Living in a state that’s cold nearly nine months of the year, Wisconsinites take their summer camping seriously. But that beloved chance to come out of hibernation is currently in flux with the safer-at-home order extended to May 26th.
The order limits people to essential activities and closes businesses deemed non-essential. Campgrounds are considered an essential service, because they provide lodging, which puts them in the same category as hotels. Outdoor activity is also permitted by the order, so visiting an open campground trail is allowed.
AJ Heil, the program director for Outdoor Pursuits, a recreation group, at the University of Wisconsin-Milwaukee points to the two statements the governor’s office released on recreational services and campgrounds as important guidelines for campgrounds and anyone considering camping to follow, as restrictions are lifted. The statements encourage “social distancing and sanitation practices” to help ensure the safety of those using the grounds.
When deciding if you will go camping, there are three major public players to consider: state parks, county park campgrounds and national forests, along with a fourth option, private campgrounds. The situation is different for each.
Some counties, such as Jackson and Oneida, have closed their parks entirely (until May 14th for Jackson and May 16th for Oneida). Others, like Marquette and Green Lake have partially opened or will soon open for seasonal campers and campers who can provide their own bathroom facilities.
Private campgrounds within these counties have also begun the process of opening on an individual basis, while instituting social distancing restrictions.
In Wisconsin, there’s only one national forest system, Chequamegon-Nicolet National Forest up north. Camping there is closed indefinitely, but their trails re-open on May 8th.
Wisconsin state parks are also closed for camping until the safer-at-home order lifts on May 26th, but they have re-opened for outdoor activity. If you plan on visiting a state park, you need an annual pass. No day passes can be obtained, and you can’t pay at the post, which means you have to purchase your pass in advance to gain admittance.
Bathrooms and shelters are still closed at state parks, and the parks are not fully staffed. This means that following The Seven Principles of Leave No Trace is more crucial than ever, with limited workers to take care of the land. It also means, you’ll definitely want a plan in place to avoid an unwanted call of nature.
The lifting of total closures doesn’t mean a lifting of social distancing and other pandemic guidelines. While outside, it is still important to maintain six feet distance from anyone who is not from your household.
“This is where we see a lot of land management agencies going, this idea of restricting group size after they lift restrictions on camping and travel,” Heil says, also noting that future campers can, “look out for other [campers] following suit with restricting group size to 10 or less after this.”
If this all feels overwhelming, here are a few steps for how to safely use park facilities:
- Expect closures and have a backup plan if you get to a trail or area that’s overcrowded.
- Bring a mask. If you end up within six feet of people, wear your mask, per CDC guidelines.
- Avoid places of high use. Go to places with wide trails. Locally, this would be Whitnall Park, Brown Deer Park, Estabrook Park.
- Check park websites before going, such as the find a park tool on the Milwaukee County website. Ensure the park you want to use is open and check what restrictions and facility closures are in place (such as no bathrooms!)

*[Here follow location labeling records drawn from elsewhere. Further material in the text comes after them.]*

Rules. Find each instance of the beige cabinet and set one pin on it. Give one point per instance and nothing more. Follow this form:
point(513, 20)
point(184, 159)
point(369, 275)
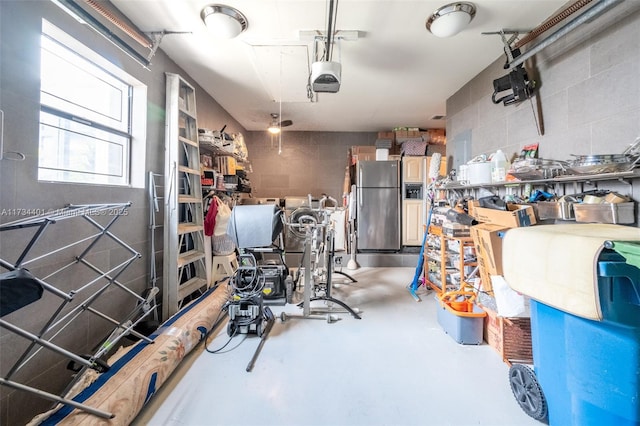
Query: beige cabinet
point(413, 169)
point(412, 222)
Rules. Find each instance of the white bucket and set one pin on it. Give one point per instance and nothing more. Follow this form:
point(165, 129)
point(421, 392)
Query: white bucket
point(479, 173)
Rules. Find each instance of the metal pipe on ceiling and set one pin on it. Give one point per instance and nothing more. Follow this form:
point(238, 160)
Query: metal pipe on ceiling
point(127, 29)
point(78, 12)
point(552, 22)
point(598, 9)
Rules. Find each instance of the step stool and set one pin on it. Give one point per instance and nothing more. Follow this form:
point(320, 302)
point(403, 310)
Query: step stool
point(223, 266)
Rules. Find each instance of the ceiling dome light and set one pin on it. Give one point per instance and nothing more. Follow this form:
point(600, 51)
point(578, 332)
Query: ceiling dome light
point(224, 21)
point(274, 129)
point(450, 19)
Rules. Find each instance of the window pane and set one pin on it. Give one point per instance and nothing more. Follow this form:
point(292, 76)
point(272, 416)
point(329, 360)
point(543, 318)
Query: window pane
point(72, 84)
point(74, 152)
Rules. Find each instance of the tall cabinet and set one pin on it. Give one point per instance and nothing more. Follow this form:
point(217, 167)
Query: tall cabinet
point(184, 270)
point(413, 199)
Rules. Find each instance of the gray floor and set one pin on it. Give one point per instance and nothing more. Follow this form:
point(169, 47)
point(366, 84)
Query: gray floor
point(395, 366)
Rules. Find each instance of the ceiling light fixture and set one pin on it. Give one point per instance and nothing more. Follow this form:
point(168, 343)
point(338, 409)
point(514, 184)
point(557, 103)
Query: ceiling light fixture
point(450, 19)
point(274, 129)
point(224, 21)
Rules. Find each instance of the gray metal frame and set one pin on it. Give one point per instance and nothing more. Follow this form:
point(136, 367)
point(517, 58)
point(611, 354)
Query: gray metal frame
point(184, 268)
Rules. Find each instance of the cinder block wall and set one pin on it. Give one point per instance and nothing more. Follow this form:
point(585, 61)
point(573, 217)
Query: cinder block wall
point(587, 101)
point(309, 162)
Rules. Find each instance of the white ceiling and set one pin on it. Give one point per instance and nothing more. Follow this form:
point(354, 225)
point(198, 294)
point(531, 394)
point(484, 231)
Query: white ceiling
point(396, 73)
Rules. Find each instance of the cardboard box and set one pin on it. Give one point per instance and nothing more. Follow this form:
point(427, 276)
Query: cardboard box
point(515, 216)
point(487, 239)
point(510, 337)
point(386, 135)
point(363, 153)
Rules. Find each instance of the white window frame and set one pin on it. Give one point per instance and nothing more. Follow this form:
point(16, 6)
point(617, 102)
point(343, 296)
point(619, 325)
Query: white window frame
point(133, 161)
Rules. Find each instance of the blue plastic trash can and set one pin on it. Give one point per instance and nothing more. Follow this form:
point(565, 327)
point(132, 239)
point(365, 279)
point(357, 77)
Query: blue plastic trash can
point(589, 371)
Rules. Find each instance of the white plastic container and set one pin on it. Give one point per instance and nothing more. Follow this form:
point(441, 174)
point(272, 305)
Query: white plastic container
point(499, 166)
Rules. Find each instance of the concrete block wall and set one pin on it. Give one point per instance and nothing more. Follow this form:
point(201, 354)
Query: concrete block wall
point(587, 100)
point(309, 162)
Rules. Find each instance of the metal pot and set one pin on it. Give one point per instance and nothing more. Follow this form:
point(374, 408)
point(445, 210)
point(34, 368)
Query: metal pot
point(536, 168)
point(608, 163)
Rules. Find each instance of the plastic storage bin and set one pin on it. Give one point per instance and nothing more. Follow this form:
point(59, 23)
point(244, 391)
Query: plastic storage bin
point(589, 371)
point(460, 318)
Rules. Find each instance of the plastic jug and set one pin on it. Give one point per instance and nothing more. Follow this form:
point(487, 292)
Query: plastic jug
point(499, 166)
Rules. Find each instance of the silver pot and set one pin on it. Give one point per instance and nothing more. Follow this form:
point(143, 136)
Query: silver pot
point(608, 163)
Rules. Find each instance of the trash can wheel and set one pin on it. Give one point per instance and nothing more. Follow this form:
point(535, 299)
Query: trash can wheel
point(527, 391)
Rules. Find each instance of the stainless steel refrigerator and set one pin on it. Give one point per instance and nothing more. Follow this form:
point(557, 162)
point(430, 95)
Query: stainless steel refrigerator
point(378, 205)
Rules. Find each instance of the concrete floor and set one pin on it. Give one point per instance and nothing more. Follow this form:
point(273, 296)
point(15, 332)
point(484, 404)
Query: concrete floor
point(395, 366)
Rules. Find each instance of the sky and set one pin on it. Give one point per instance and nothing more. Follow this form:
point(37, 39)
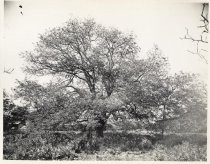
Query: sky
point(152, 23)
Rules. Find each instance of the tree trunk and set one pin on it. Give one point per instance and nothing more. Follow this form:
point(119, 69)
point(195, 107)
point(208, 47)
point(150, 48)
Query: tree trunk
point(100, 131)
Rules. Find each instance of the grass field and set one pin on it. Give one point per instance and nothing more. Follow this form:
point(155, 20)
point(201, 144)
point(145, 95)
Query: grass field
point(115, 146)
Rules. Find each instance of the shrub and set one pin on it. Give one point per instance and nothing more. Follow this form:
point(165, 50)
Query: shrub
point(182, 152)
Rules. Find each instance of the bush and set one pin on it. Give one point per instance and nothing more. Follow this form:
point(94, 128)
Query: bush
point(36, 146)
point(182, 152)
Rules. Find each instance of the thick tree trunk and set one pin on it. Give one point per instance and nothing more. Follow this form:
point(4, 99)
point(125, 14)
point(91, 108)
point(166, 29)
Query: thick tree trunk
point(100, 131)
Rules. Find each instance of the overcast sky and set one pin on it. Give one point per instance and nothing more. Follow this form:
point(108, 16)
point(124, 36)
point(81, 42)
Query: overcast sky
point(153, 23)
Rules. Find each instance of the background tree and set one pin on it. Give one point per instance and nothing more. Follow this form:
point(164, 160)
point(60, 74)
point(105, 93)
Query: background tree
point(13, 116)
point(201, 41)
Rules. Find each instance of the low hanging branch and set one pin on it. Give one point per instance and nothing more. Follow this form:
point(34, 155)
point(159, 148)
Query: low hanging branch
point(202, 40)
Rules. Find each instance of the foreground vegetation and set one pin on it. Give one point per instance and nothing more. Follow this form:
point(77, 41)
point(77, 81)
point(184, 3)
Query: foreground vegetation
point(116, 146)
point(100, 89)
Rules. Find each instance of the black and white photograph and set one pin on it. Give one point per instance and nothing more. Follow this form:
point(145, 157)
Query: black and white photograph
point(108, 80)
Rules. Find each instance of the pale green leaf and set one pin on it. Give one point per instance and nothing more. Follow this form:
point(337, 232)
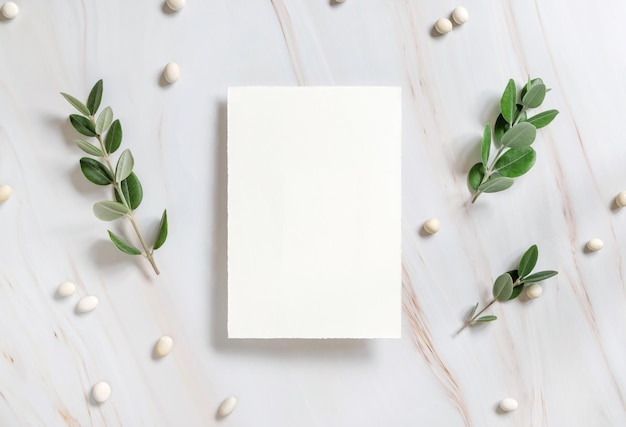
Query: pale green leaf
point(76, 104)
point(104, 121)
point(516, 162)
point(521, 135)
point(542, 119)
point(89, 148)
point(124, 166)
point(95, 96)
point(476, 175)
point(109, 210)
point(541, 276)
point(161, 235)
point(485, 146)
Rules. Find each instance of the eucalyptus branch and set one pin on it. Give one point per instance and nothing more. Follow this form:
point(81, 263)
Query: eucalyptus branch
point(513, 132)
point(127, 189)
point(509, 286)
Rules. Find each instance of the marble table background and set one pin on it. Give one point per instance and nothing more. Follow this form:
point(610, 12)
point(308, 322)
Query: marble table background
point(563, 356)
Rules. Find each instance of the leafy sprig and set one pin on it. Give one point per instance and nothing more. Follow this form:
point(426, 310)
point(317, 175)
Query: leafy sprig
point(509, 286)
point(127, 189)
point(513, 134)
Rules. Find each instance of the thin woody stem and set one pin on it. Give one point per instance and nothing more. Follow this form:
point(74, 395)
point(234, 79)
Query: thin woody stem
point(118, 189)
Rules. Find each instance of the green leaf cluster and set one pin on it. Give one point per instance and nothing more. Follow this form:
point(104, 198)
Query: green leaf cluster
point(509, 285)
point(99, 169)
point(513, 134)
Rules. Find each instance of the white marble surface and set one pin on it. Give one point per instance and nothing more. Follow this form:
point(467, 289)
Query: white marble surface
point(563, 356)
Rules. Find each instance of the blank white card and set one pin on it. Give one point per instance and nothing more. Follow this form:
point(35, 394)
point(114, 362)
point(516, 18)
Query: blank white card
point(314, 211)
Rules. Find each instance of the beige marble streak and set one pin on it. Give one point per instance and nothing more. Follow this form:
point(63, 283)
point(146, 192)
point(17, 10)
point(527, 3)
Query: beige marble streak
point(574, 277)
point(423, 341)
point(286, 26)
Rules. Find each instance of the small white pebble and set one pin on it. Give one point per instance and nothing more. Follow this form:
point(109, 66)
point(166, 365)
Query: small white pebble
point(443, 26)
point(176, 5)
point(460, 15)
point(620, 200)
point(87, 304)
point(508, 404)
point(163, 346)
point(101, 392)
point(5, 192)
point(534, 291)
point(10, 10)
point(227, 406)
point(595, 245)
point(431, 226)
point(66, 289)
point(171, 73)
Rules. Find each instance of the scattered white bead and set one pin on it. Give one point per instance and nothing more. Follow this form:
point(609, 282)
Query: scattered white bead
point(10, 10)
point(534, 291)
point(101, 392)
point(508, 404)
point(620, 200)
point(443, 26)
point(163, 346)
point(66, 289)
point(87, 304)
point(171, 73)
point(431, 226)
point(176, 5)
point(460, 15)
point(227, 406)
point(595, 245)
point(5, 192)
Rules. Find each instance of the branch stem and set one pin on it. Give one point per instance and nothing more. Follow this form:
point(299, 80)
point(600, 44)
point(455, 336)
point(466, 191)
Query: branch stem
point(148, 254)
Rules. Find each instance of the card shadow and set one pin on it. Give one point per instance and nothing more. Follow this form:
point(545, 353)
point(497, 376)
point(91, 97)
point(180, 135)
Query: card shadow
point(218, 313)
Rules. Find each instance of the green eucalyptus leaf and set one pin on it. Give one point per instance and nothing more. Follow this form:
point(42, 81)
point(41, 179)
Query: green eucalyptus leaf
point(528, 261)
point(521, 135)
point(124, 166)
point(475, 176)
point(132, 190)
point(516, 162)
point(123, 245)
point(104, 120)
point(495, 184)
point(542, 119)
point(530, 84)
point(95, 171)
point(541, 276)
point(508, 101)
point(109, 211)
point(503, 287)
point(82, 125)
point(95, 96)
point(161, 235)
point(485, 146)
point(534, 96)
point(89, 148)
point(500, 127)
point(114, 137)
point(471, 313)
point(76, 104)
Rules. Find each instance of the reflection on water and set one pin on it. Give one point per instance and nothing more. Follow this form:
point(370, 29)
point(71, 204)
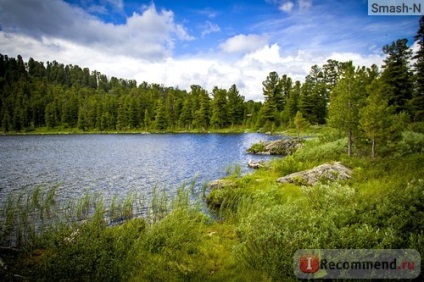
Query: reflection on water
point(118, 164)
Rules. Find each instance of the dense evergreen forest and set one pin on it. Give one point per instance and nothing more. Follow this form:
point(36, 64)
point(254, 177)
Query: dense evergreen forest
point(350, 98)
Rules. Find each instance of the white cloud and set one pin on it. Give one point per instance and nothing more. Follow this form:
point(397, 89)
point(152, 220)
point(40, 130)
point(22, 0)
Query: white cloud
point(247, 72)
point(287, 6)
point(209, 27)
point(243, 43)
point(150, 34)
point(119, 4)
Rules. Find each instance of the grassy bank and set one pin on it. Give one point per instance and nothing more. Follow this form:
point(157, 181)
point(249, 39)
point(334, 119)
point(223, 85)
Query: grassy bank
point(66, 130)
point(255, 227)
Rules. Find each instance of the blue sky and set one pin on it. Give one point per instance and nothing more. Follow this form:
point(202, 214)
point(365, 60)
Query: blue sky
point(210, 43)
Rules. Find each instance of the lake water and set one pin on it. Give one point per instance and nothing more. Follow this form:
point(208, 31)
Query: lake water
point(118, 164)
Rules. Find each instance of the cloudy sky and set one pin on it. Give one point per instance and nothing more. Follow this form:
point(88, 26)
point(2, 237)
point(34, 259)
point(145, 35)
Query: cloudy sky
point(209, 43)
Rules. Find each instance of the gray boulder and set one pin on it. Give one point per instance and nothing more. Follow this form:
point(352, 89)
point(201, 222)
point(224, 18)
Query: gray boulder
point(277, 147)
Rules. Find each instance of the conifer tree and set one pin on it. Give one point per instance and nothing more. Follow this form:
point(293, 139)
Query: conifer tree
point(376, 117)
point(398, 75)
point(161, 121)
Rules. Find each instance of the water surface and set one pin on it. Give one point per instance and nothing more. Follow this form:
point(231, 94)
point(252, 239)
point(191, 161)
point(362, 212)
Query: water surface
point(118, 164)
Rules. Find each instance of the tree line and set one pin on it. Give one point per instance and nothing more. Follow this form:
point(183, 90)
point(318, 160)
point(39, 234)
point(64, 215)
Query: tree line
point(345, 96)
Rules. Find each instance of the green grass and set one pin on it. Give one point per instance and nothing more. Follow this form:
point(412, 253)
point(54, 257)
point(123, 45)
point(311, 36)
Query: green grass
point(254, 228)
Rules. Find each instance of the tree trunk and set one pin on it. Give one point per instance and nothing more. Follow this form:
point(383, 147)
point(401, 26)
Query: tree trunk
point(349, 143)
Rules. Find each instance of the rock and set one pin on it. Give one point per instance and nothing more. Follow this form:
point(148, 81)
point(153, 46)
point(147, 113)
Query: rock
point(336, 171)
point(220, 183)
point(255, 165)
point(276, 147)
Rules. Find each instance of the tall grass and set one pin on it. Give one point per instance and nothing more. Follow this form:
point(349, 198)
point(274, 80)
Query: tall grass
point(259, 223)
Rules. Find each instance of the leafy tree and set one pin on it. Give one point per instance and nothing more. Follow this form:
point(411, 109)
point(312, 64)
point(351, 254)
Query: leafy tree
point(300, 122)
point(219, 117)
point(398, 75)
point(347, 99)
point(273, 97)
point(147, 120)
point(186, 117)
point(418, 98)
point(292, 106)
point(202, 115)
point(376, 116)
point(161, 121)
point(235, 106)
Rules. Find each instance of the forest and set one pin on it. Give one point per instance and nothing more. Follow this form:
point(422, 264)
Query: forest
point(35, 95)
point(369, 119)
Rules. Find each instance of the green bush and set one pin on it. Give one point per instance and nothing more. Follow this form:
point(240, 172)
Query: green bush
point(315, 152)
point(256, 148)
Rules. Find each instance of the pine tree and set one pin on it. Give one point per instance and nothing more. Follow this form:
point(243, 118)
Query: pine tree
point(300, 122)
point(235, 106)
point(202, 115)
point(397, 75)
point(376, 117)
point(219, 117)
point(186, 117)
point(273, 103)
point(418, 98)
point(346, 100)
point(161, 121)
point(146, 120)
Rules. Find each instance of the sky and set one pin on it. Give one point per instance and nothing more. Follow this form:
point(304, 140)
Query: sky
point(209, 43)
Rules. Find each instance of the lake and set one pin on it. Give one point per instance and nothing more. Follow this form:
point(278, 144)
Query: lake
point(118, 164)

- Go during slow times of use: early morning, during the week instead of the weekend, etc. Besides avoiding overcrowding, this also relieves the burden on potentially understaffed parks.
- Engage in sports and activities where you can socially distance, such as hiking, running, biking, kayaking, canoeing, and fishing.
- Keep pets on a leash to limit contact with other people and their pets.
- Pack your trash and ensure you leave no trace, in order to preserve trails and public spaces.